An example of this composite behavior can be found in the Uno Platform documentation for Uno.Extensions Navigation that shows how to use the TabBar control (see example). Here’s a reduced snippet of the XAML.

<Page x:Class="UsingTabBar.Views.MainPage" ... >
    <Grid uen:Region.Attached="True">
        <Grid uen:Region.Attached="True"
              uen:Region.Navigator="Visibility">
            <Grid uen:Region.Name="One"  Visibility="Collapsed">
                <TextBlock Text="One" />
            </Grid>
            <Grid uen:Region.Name="Two"  Visibility="Collapsed">
                <TextBlock Text="Two" />
            </Grid>
            <Grid uen:Region.Name="Three" Visibility="Collapsed">
                <TextBlock Text="Three" />
            </Grid>
        </Grid>
        <utu:TabBar  uen:Region.Attached="True">
            <utu:TabBar.Items>
                <utu:TabBarItem uen:Region.Name="One" />
                <utu:TabBarItem uen:Region.Name="Two" />
                <utu:TabBarItem uen:Region.Name="Three" />
            </utu:TabBar.Items>
        </utu:TabBar>
    </Grid>
</Page>

The first Grid is set as a Region and will use the Navigator.
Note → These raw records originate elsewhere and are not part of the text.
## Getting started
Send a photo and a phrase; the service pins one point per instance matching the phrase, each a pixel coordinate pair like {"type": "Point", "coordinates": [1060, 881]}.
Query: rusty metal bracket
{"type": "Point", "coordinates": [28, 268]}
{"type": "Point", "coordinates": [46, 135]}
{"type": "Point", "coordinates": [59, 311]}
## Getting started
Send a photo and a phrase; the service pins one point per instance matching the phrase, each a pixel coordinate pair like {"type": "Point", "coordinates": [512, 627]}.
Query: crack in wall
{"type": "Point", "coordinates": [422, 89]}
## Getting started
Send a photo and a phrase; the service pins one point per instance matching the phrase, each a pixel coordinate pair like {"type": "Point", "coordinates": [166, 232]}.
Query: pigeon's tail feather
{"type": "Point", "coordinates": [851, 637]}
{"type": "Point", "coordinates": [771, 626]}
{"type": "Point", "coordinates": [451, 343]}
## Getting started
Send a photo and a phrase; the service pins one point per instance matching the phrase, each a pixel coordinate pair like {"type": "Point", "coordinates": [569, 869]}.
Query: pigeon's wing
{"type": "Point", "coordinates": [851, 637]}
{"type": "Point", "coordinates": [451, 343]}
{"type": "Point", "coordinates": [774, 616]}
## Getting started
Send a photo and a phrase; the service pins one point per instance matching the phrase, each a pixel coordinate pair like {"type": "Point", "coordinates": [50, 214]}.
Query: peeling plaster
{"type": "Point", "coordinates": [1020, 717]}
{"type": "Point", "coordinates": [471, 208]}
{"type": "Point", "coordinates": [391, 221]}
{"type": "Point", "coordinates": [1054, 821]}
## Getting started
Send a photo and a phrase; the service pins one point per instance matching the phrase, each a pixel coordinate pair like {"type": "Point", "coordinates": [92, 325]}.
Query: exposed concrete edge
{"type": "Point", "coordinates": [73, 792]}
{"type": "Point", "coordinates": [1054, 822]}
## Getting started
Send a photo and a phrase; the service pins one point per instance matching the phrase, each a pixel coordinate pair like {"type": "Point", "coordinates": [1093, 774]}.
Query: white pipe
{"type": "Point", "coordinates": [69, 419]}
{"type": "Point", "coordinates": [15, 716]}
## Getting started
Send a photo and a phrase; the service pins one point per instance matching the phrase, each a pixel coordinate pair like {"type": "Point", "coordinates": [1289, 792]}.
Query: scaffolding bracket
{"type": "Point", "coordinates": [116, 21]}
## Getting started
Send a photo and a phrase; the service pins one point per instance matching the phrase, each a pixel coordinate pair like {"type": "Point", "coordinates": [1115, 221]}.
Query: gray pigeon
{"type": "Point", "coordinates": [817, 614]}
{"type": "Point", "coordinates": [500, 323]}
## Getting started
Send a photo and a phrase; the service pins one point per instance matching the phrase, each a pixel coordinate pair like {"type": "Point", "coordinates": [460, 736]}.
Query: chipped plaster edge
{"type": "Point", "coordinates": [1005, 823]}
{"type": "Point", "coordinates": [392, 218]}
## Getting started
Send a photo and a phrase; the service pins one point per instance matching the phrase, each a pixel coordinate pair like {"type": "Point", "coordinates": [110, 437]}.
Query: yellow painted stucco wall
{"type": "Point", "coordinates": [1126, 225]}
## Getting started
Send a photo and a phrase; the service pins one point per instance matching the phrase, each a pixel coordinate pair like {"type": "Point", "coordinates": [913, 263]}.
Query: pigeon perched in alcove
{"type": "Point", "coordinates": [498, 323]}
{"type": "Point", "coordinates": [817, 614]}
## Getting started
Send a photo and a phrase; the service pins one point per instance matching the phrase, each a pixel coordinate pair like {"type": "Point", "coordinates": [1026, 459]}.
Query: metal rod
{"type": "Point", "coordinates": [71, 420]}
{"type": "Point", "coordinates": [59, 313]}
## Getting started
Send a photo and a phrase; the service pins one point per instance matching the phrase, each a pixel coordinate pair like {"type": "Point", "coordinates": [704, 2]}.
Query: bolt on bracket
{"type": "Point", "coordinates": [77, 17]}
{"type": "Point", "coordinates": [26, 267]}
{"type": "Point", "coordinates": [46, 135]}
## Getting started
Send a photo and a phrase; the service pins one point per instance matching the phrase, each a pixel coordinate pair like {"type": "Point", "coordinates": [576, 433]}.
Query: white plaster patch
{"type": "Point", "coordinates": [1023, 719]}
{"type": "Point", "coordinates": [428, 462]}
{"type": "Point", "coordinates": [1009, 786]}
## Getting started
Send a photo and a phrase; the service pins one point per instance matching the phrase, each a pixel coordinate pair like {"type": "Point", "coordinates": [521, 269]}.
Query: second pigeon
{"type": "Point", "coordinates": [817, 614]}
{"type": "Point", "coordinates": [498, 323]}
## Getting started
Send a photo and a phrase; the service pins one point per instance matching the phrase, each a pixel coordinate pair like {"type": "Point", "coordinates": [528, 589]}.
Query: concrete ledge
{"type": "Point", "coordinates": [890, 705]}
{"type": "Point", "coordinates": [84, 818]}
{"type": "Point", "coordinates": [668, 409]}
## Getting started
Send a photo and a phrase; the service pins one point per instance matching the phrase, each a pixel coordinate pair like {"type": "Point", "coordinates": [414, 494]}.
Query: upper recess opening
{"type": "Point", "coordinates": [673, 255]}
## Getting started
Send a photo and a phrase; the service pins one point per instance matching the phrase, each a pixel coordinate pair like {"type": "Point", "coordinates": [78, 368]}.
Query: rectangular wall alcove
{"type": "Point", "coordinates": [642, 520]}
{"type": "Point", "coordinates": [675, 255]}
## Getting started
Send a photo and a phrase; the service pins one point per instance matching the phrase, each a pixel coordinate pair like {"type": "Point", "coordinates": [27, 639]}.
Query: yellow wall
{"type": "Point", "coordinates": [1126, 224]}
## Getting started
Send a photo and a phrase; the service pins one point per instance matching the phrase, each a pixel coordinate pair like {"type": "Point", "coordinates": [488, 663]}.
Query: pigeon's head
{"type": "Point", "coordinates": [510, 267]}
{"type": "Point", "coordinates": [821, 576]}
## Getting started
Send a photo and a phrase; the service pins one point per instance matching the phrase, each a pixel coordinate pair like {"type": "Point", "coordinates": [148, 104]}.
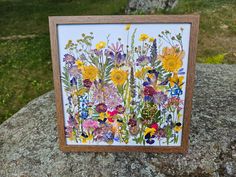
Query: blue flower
{"type": "Point", "coordinates": [148, 98]}
{"type": "Point", "coordinates": [84, 114]}
{"type": "Point", "coordinates": [73, 82]}
{"type": "Point", "coordinates": [146, 83]}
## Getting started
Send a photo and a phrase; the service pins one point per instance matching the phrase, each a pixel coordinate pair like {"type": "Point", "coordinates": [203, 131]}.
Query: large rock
{"type": "Point", "coordinates": [147, 6]}
{"type": "Point", "coordinates": [29, 143]}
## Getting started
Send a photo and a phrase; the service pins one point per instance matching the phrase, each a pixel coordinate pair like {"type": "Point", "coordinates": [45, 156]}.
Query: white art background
{"type": "Point", "coordinates": [100, 32]}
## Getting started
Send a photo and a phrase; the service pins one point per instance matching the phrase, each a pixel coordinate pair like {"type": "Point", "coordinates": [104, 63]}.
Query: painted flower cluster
{"type": "Point", "coordinates": [124, 92]}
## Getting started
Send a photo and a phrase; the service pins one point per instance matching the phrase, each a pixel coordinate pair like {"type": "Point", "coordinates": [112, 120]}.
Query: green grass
{"type": "Point", "coordinates": [217, 35]}
{"type": "Point", "coordinates": [25, 64]}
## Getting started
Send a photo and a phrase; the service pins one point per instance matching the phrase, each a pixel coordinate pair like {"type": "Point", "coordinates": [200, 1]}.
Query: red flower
{"type": "Point", "coordinates": [155, 126]}
{"type": "Point", "coordinates": [120, 109]}
{"type": "Point", "coordinates": [110, 120]}
{"type": "Point", "coordinates": [101, 107]}
{"type": "Point", "coordinates": [112, 113]}
{"type": "Point", "coordinates": [87, 83]}
{"type": "Point", "coordinates": [149, 91]}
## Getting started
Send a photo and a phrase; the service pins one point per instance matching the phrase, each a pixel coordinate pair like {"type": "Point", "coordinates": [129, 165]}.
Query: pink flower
{"type": "Point", "coordinates": [90, 124]}
{"type": "Point", "coordinates": [149, 91]}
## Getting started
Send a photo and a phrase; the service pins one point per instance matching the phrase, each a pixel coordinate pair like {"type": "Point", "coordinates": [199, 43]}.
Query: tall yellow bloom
{"type": "Point", "coordinates": [172, 59]}
{"type": "Point", "coordinates": [127, 27]}
{"type": "Point", "coordinates": [90, 72]}
{"type": "Point", "coordinates": [176, 79]}
{"type": "Point", "coordinates": [140, 74]}
{"type": "Point", "coordinates": [143, 37]}
{"type": "Point", "coordinates": [79, 64]}
{"type": "Point", "coordinates": [118, 76]}
{"type": "Point", "coordinates": [100, 45]}
{"type": "Point", "coordinates": [151, 39]}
The second Grid is set as a Region and will use the PanelVisibilityNavigator. The TabBar is set as a Region and will use the TabBarNavigator. Navigation request set to the Navigator will be forwarded to the other two Navigators. When the selected TabBarItem is changed, a navigation request is forwarded up to the Navigator which is then sent back to both child Navigators (the TabBarNavigator ignores the request since the correct TabBarItem is already selected).

In this post we’ve started to touch on the different Navigators and how they’re used within the Region based navigation system provided by Uno.Extensions. In subsequent posts we’ll look at more examples for the different Navigators.